71 lines
2.5 KiB
Markdown
71 lines
2.5 KiB
Markdown
# Russian Morphology for lucene
|
||
|
||
Russian and English morphology for java and lucene 6.1 framework based on open source dictionary from site [АОТ](http://aot.ru). It use dictionary base morphology with some heuristics for unknown words. It support homonym for example for Russian word "вина" it gives two variants "вино" and "вина".
|
||
|
||
|
||
### How to use
|
||
|
||
First download
|
||
[morph-1.2.jar](https://bintray.com/artifact/download/akuznetsov/russianmorphology/org/apache/lucene/morphology/morph/1.2/morph-1.2.jar)
|
||
and add it to your class path.
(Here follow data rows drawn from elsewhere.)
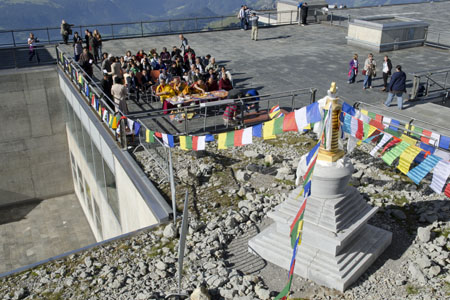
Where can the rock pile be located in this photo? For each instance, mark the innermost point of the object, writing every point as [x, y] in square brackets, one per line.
[231, 191]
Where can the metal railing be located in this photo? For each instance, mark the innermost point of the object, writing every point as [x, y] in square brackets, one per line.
[51, 35]
[431, 83]
[100, 103]
[206, 117]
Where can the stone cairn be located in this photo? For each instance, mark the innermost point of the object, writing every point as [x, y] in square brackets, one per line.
[337, 243]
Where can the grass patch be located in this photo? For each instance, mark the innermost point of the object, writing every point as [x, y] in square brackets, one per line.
[412, 290]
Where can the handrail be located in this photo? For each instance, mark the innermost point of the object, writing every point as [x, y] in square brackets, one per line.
[53, 35]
When download [Russian](https://bintray.com/artifact/download/akuznetsov/russianmorphology/org/apache/lucene/morphology/russian/1.2/russian-1.2.jar) or
|
||
[English](https://bintray.com/artifact/download/akuznetsov/russianmorphology/org/apache/lucene/morphology/english/1.2/english-1.2.jar) package.
|
||
|
||
If you use maven you can add dependency
|
||
|
||
<dependency>
|
||
<groupId>org.apache.lucene.morphology</groupId>
|
||
<artifactId>russian</artifactId>
|
||
<version>1.2</version>
|
||
</dependency>
|
||
|
||
|
||
<dependency>
|
||
<groupId>org.apache.lucene.morphology</groupId>
|
||
<artifactId>english</artifactId>
|
||
<version>1.2</version>
|
||
</dependency>
|
||
|
||
Don't forget add link to repository
|
||
|
||
|
||
<repositories>
|
||
...............
|
||
<repository>
|
||
<snapshots>
|
||
<enabled>false</enabled>
|
||
</snapshots>
|
||
<id>bintray-akuznetsov-russianmorphology</id>
|
||
<name>bintray</name>
|
||
<url>http://dl.bintray.com/akuznetsov/russianmorphology</url>
|
||
</repository>
|
||
</repositories>
|
||
|
||
|
||
|
||
Now you can create a Lucene Analyzer
|
||
|
||
|
||
RussianAnalayzer russian = new RussianAnalayzer();
|
||
EnglishAnalayzer english = new EnglishAnalayzer();
|
||
|
||
|
||
You can write you own analyzer using filter that convert word in it's right forms.
|
||
|
||
LuceneMorphology luceneMorph = new EnglishLuceneMorphology();
|
||
TokenStream tokenStream = new MorphlogyFilter(result, luceneMorph);
|
||
|
||
Because usually LuceneMorphology contains a lot data needing for it functionality, it is better didn't create this object for each MorphologyFilter.
|
||
|
||
Also if you need get a list of base forms of word, you can use following example
|
||
|
||
|
||
LuceneMorphology luceneMorph = new EnglishLuceneMorphology();
|
||
List<String> wordBaseForms = luceneMorph.getMorphInfo(word);
|
||
|
||
|
||
### Restrictions
|
||
|
||
* It works only with UTF-8.
|
||
* It assume what letters е and ё are the same.
|
||
* Word forms with prefixes like "наибольший" treated as separate word.
|